Chemical Synthesis. Another method of producing antigenic determinants is chemical synthesis. Most antigenic determinants are proteins composed of chains of amino acids. Individual amino acids may be linked together in a linear form to mimic antigenic determinants. So, if the amino acid sequence of the native antigenic determinant is known, it can be made synthetically.

One way to determine the amino acid sequence of an antigenic site is to isolate the gene that encodes for it. The gene is composed of DNA that contains the genetic code in its nucleotide sequence. This nucleotide sequence can be determined, and it will translate into an amino acid sequence (the bases, adenine, thymine, guanine and cytosine code in triplet combination for each amino acid). Thus, an amino acid sequence for a surface protein may be derived from the nucleotide sequence of its gene. Only a small part of this surface protein may be required to produce an immunogen.

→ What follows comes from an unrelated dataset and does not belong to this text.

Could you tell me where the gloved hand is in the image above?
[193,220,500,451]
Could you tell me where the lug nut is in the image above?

The peptide can be made by sequentially adding amino acids. Forty or 50 amino acids may be joined together in a linear sequence forming a peptide by using an amino acid synthesizer controlled by a computer program. The peptide is removed from the resin and may be coupled to a carrier protein or polymerized to increase its size. These forms of the antigenic determinant have been found to be active in inducing humoral and cellular immune responses.